Instance Method Details

#bind(slop) ⇒ `Object`

Adds extra CLI options to the given Slop instance.

Parameters:

slop (Slop)

# File 'lib/opener/core/resource_switcher.rb', line 26

def bind(slop)
  slop.separator "\nResource Options:\n"

  slop.on :'resource-url=',
    'URL pointing to a .zip/.tar.gz file to download',
    :as => String

  slop.on :'resource-path=',
    'Path where the resources should be saved',
    :as => String

  # Hijack Slop's run block so we can inject our own code before it.  This
  # is quite grotesque, but sadly the only way.
  old_runner = slop.instance_variable_get(:@runner)

  slop.run do |opts, args|
    if opts[:'resource-path'] and opts[:'resource-url']
      download_and_extract(opts[:'resource-url'], opts[:'resource-path'])
    end

    # Allow daemons/webservices to use the path without having to re-parse
    # CLI options.
    ENV['RESOURCE_PATH'] = opts[:'resource-path']

    old_runner.call(opts, args)
  end
end

#create_directory(path) ⇒ `Object`

Creates the path.
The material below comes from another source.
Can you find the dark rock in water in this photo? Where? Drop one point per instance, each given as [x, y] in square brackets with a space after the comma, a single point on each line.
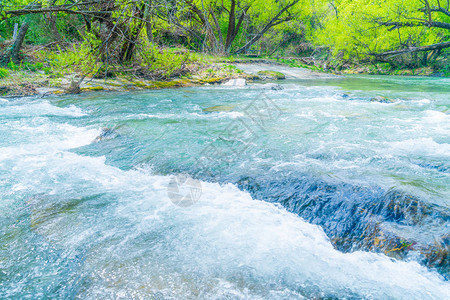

This method mainly exists to make testing a bit easier.

Parameters:

path (String)



114
115
116

# File 'lib/opener/core/resource_switcher.rb', line 114

def create_directory(path)
  FileUtils.mkdir_p(path)
end

#download(url, path) ⇒ `Object`

Downloads the given file.

Parameters:

url (String)
path (String)

# File 'lib/opener/core/resource_switcher.rb', line 77

def download(url, path)
  File.open(path, 'w', :encoding => Encoding::BINARY) do |handle|
    http.get(url) do |chunk|
      handle.write(chunk)
    end
  end
end

#download_and_extract(url, path) ⇒ `Object`

Parameters:

url (String)
path (String)

# File 'lib/opener/core/resource_switcher.rb', line 58

def download_and_extract(url, path)
  filename  = filename_from_url(url)
  temp_path = File.join(path, filename)

  create_directory(path)

  download(url, temp_path)

  Archive.extract(temp_path, path)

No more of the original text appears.